Let $n<p < \infty$. We want to prove Morrey's inequality, which states that there exists a constant $C=C_{n,p}$ such that \begin{equation} \|u\|_{C^{0,\gamma}(\mathbb{R}^n)} \leq C\|u\|_{W^{1,p}(\mathbb{R}^n)} \quad \forall u\in C^1(\mathbb{R}^n), \text{ with }\gamma := 1-n/p. \end{equation} I'm only stuck on one part of the proof, which seems self-contained. So I'll include here only a sketch of the proof.
The proof of Evans begins by first establishing the inequality $$\overset{\circ}{\int_{B(x,r)}} |u(y)-u(x)| dy \leq C \int_{B(x,r)} \frac{|\nabla u(y)|}{|y-x|^{n-1}}dy$$ Where $\overset{\circ}{\int_A}:= \frac{1}{m(A)}\int_A$ denotes the "average" over the set $A$, with $m$ the Lebesgue measure.

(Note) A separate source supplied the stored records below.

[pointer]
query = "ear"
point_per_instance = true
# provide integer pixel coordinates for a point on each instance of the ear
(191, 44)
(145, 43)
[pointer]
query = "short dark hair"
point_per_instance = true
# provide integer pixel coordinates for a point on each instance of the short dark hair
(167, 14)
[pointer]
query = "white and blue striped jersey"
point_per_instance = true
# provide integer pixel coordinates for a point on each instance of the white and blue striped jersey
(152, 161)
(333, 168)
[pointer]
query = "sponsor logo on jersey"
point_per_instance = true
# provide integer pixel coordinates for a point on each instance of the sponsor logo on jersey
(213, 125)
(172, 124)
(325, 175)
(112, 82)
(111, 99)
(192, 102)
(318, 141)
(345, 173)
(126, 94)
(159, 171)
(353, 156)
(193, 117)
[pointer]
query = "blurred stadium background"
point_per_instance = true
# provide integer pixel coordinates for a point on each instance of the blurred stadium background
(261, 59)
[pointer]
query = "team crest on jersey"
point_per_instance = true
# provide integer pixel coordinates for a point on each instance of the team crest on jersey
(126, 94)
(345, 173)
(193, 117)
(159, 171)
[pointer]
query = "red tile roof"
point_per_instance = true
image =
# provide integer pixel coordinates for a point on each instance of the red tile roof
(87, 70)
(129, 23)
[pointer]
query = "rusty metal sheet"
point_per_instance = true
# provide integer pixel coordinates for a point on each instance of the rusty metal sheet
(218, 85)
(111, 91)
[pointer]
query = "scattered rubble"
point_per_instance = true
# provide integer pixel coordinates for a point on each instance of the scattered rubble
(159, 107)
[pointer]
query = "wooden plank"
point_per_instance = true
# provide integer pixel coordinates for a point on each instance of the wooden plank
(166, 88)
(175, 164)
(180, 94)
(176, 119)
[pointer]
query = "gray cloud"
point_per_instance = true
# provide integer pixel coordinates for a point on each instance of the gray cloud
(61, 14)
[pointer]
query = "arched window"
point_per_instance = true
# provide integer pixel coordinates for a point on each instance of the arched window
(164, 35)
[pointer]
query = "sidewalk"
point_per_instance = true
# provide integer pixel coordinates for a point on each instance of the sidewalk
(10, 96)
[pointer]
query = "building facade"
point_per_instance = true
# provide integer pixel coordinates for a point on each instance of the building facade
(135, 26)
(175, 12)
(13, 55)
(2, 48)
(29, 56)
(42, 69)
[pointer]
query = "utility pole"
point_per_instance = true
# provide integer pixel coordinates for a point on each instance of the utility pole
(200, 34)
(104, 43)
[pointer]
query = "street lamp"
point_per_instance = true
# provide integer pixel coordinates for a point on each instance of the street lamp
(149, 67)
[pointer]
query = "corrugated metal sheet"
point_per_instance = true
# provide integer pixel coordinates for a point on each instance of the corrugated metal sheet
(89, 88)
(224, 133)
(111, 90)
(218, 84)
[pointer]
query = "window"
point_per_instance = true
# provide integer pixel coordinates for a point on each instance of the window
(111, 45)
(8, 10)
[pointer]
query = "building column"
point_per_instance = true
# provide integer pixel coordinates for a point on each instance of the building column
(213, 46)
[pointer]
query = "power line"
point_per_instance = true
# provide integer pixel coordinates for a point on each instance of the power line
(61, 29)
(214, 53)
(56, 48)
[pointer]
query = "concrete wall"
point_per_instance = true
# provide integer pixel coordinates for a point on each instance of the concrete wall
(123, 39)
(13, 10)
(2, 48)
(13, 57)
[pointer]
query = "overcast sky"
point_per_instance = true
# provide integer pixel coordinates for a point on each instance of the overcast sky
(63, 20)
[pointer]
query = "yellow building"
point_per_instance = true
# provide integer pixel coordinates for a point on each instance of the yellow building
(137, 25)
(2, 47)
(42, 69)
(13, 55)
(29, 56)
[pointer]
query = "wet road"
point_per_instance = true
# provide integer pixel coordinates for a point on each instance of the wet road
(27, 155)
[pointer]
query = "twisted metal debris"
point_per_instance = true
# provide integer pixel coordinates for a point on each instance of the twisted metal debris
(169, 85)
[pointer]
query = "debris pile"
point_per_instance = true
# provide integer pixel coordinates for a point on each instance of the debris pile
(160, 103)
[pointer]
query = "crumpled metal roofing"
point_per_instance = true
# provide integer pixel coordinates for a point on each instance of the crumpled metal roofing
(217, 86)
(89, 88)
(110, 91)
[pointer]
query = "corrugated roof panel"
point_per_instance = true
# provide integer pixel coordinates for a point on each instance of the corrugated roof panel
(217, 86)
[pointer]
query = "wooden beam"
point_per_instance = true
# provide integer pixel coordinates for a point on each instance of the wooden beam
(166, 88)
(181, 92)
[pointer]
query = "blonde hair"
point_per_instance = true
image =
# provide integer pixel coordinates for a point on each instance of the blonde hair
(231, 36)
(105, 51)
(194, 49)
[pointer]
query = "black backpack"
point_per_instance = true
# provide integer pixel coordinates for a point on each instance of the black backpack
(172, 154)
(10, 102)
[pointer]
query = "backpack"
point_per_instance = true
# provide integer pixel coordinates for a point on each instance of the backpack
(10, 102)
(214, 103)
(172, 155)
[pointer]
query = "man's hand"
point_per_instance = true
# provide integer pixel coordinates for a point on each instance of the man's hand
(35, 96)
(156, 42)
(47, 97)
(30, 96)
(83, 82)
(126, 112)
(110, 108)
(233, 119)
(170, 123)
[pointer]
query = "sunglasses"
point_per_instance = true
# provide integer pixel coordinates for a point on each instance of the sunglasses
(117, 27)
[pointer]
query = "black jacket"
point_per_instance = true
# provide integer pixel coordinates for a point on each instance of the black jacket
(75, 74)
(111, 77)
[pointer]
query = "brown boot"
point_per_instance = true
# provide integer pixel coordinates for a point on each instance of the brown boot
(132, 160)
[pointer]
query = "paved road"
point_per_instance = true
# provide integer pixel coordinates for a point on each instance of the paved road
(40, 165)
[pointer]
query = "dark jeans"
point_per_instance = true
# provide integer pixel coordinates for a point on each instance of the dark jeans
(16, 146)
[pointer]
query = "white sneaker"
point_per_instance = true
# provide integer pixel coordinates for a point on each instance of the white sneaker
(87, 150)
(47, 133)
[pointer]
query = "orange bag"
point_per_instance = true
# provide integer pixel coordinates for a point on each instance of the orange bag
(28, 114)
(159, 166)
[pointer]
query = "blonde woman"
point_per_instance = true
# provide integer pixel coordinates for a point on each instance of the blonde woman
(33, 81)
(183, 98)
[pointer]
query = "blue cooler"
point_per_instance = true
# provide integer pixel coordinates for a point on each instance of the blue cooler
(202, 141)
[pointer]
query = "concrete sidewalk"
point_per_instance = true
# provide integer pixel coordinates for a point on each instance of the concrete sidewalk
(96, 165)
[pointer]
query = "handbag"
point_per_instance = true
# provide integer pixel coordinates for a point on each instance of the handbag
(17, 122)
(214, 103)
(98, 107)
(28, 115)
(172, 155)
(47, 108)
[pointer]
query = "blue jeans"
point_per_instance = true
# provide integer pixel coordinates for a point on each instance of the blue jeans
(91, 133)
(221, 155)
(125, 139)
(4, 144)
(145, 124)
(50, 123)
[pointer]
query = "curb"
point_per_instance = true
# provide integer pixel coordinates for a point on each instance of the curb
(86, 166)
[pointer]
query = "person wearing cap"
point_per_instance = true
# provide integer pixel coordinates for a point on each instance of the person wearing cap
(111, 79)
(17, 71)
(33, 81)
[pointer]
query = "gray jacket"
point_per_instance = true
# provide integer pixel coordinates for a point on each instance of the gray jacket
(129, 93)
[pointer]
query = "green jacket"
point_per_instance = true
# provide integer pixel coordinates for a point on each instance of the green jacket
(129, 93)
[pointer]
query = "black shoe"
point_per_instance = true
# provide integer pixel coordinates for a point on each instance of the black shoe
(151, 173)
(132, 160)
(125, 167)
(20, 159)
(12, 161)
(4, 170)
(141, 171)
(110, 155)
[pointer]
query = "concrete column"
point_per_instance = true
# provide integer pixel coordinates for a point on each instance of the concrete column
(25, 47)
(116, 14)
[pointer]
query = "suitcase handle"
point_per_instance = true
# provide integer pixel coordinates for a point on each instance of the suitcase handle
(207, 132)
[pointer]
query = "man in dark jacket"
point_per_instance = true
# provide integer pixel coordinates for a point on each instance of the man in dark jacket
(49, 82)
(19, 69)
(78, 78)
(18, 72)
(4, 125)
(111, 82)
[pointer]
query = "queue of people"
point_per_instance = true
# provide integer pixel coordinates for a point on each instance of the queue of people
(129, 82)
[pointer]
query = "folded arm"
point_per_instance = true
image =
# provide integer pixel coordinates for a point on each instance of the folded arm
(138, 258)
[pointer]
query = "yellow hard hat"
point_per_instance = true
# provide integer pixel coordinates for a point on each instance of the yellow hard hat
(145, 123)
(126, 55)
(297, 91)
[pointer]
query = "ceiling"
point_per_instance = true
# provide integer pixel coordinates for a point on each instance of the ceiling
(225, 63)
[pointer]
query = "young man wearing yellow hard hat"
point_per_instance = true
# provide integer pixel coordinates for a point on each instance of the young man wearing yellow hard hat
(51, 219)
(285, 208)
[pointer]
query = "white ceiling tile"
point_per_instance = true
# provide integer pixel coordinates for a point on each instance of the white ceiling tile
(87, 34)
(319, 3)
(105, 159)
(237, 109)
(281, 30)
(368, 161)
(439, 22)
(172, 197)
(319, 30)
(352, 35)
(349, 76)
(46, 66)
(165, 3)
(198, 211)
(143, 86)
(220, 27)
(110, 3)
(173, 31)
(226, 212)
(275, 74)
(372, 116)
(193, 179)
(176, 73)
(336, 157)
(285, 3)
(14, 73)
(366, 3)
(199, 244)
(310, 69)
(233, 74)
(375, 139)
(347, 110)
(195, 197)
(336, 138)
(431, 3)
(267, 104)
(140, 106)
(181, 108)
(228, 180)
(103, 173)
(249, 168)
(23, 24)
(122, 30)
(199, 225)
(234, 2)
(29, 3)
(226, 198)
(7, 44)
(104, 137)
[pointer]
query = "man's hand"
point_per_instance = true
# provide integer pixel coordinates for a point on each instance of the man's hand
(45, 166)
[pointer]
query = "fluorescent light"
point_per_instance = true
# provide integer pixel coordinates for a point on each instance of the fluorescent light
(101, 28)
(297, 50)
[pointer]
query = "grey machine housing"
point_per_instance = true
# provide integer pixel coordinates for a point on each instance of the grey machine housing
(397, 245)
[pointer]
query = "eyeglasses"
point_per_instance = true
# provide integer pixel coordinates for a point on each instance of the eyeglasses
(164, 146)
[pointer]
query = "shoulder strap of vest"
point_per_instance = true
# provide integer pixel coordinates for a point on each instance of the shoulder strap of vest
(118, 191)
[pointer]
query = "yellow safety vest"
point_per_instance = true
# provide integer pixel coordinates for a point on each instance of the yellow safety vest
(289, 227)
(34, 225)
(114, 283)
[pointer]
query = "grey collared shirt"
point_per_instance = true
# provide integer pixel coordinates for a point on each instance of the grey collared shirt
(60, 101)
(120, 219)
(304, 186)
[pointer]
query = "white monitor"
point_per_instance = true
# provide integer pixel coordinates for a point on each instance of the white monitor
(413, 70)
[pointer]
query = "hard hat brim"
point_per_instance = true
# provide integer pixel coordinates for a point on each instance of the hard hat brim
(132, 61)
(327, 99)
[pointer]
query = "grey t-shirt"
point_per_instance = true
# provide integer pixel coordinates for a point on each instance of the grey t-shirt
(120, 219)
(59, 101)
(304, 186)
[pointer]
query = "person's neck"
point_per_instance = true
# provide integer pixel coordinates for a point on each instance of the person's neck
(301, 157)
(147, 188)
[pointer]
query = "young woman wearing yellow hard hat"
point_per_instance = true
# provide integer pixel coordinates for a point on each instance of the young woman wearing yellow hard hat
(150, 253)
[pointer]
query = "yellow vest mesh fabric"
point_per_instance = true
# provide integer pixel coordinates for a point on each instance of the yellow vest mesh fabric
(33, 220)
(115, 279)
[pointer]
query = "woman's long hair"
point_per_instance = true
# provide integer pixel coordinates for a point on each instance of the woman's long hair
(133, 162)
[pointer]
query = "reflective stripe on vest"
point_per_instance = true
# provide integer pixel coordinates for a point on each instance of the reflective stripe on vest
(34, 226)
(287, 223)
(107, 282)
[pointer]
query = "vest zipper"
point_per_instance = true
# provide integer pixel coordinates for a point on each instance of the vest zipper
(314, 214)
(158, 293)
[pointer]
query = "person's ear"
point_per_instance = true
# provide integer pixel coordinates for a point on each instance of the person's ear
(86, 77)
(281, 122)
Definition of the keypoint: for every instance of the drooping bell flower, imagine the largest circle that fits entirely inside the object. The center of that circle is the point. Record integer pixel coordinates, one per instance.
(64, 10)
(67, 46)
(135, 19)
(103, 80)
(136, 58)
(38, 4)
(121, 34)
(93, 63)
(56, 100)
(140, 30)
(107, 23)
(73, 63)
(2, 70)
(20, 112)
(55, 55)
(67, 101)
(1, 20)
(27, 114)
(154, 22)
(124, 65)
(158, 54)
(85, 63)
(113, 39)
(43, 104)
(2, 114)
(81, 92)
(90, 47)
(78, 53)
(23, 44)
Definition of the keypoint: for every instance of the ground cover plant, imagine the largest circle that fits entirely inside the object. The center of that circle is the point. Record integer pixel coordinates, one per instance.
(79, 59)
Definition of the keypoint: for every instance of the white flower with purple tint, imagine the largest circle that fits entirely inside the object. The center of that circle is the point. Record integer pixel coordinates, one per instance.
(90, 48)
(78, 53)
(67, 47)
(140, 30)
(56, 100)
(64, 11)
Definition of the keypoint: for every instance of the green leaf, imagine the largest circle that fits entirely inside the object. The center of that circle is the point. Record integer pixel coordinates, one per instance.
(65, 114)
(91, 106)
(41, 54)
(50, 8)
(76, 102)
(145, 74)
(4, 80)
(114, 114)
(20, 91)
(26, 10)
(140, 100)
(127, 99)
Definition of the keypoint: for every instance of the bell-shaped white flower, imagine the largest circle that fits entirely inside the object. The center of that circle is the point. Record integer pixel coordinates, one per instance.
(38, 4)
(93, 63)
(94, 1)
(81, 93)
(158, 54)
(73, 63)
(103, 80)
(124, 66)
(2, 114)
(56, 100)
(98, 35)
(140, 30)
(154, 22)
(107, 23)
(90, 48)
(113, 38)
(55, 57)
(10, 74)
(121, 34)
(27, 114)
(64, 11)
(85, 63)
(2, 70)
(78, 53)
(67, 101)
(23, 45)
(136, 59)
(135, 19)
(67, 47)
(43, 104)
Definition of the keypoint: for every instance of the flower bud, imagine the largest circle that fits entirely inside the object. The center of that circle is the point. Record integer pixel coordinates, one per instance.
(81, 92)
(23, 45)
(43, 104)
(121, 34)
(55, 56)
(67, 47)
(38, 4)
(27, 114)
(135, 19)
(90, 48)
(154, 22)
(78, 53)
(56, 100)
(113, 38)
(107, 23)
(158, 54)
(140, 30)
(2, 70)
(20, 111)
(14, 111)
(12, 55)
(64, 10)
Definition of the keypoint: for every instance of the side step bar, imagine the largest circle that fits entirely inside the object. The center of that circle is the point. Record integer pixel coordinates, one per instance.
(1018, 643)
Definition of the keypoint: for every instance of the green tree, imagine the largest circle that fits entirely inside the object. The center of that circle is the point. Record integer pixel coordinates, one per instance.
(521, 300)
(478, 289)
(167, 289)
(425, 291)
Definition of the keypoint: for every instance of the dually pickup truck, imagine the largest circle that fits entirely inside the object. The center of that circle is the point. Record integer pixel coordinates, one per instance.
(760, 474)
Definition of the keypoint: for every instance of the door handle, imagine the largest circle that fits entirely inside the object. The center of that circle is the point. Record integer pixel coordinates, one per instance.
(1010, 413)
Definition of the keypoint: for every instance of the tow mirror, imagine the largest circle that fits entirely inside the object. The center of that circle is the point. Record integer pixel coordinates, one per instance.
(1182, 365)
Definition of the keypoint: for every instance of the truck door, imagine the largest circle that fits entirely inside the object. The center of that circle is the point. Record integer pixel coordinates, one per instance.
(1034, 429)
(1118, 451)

Then, we use this inequality as follows: \begin{align} |u(x)| &\leq \overset{\circ}{\int_{B(x,1)}} |u(x)-u(y)| dy + \overset{\circ} {\int_{B(x,1)}} |u(y)| dy \\ &\leq C \int_{B(x,1)} \frac{|\nabla u(y)|}{|y-x|^{n-1}}dy + C \|u\|_{L^p(B(x,1))}\\ &\leq \vdots \end{align}
QUESTION: I think this is a very simple question, maybe stupid. But I have no idea how we have the estimate $$\overset{\circ}{\int_{B(x,1)}} |u(y)| dy \leq C\|u\|_{L^p(B(x,1))}. $$ Basically, I need to show that $\overset{\circ}{\int_{B(x,1)}} |u(y)|dy = \frac{1}{m(B(0,1))}\|u\|_{L^1(B(x,1))} \leq C \|u\|_{L^p(B(x,1))}$, right? The whole point of Morrey's inequality is to make the constants independent of $u$, but for this estimate in particular, I have no idea how to find such a constant $C$ that is independent of $u$. Any help would be appreciated, thanks in advance!